Out on the runway came droves of participants. The women onlookers admired the contestants' poise and smile; the males wanted to fuck them. Some people got bored and left toting some "AT&T: We'll switch you back for free" tote bags. Some women had chosen to compete for a joke; they were no threat. Some were veterans but just didn't have it. Some were bright newcomers; they would not relish theri glory 'til they paid their dues.
Y-J strode down the runway. She turned round, held it, shot the arrow. It had to be hers.
The T.I. Computer tallied the judges' scores. Second runner up: Betty Daimler. First runner up:Yvonne-Jud Miles. Winner: Judy Meads. It was a home crowd, but Y-J never felt more robbed, losing this stupid suburban Polyesterfest when she was the premier avant-garde supermodel in the world. Disenchantment loomed. Why couldn't her cosmopolitan splendor overcome the curvy buxomness of this Huston medical student? Shortly after Y-J discerned the real reason: Judy had performed fellatio on the male judges.

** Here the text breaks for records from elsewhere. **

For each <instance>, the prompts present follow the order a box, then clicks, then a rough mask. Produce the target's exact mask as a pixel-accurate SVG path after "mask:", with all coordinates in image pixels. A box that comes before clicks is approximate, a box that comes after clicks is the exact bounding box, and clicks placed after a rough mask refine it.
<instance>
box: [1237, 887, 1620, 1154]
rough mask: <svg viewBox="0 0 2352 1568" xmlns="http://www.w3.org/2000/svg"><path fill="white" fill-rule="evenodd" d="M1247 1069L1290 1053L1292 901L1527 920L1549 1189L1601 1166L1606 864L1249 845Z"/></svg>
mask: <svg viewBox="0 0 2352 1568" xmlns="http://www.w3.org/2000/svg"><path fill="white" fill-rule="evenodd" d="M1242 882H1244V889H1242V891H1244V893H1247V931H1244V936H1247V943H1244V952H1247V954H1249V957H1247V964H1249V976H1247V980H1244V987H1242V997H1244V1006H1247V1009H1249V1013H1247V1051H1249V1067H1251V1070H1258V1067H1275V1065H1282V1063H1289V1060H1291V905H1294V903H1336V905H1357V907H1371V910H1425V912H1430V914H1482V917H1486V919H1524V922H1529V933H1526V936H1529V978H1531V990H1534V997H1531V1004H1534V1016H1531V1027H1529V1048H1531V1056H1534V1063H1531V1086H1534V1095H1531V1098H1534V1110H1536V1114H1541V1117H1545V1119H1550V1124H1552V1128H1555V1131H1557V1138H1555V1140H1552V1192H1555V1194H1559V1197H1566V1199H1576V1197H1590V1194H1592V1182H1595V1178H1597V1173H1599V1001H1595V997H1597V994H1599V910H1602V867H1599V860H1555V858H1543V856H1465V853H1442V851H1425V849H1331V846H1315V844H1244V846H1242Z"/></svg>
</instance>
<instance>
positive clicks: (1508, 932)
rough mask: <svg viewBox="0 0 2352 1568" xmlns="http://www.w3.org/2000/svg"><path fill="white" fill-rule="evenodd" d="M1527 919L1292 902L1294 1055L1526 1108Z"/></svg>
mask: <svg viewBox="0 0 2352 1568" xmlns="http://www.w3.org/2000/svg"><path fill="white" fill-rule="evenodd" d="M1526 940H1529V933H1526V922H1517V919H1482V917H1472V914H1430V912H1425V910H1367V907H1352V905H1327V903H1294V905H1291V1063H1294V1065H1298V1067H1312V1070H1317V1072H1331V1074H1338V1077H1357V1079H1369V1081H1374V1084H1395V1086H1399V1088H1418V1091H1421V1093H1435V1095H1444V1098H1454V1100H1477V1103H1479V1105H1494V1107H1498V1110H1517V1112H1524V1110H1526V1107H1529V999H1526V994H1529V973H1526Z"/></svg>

Y-J's refusal to do the same was probably her downfall.
So the woman that had smoked the press in Paris, Milan and Rome had lost out in a beauty contest at a mall in Texarcana. Was her career over at 25? She didn't cry like all those other wimps that lost, but it was a sullen moment. Walking out of the edifice, disconsolate, a female, executive-looking woman approached her: "Hello, Y-J?"
"Yes."
"Hi, I'm Belinda Schenker, regional sales manager for the Gap. I'm aware of the kind of stuff you're capable of doing. My sister still lives in Germany and she told me of the stir you made in Cologne."
Y-J: "Well, yes. Thank you"
"I'm sure you should have won her today but these judges, they don't know what to look for. The point is, that get- up you have on is really something. Half a dozen weirdo kind of people have already been in the store here, requesting replicas of your mean leather mini, not to mention your stainless steel boustier with latex shoulder cuffs. We want to hammer out a contract with your fashion designer and we want you to be our spokesperson in the venture."
"What would I do?"
"Commercials, display stands. In the Dallas area first, then maybe Huston, San Antonio. Your first American exposure."
"It's going to cost you. I'll get my people right on it. Here's our number, phone and fax." It ewas Y-J's way of not acting too eagerly, the sign of betrayal in any occupation where truely proficient aloofness is rarer than sincerity. A new market. Expanding personal fame. A lucrative contract. And yet... restratint was called for.
"Okay, I hope we can come to an agreement soon,"
"I have a feeling we will," responed Y-J, spike heeling her way across the parking lot, "but first I've got a delivery to make."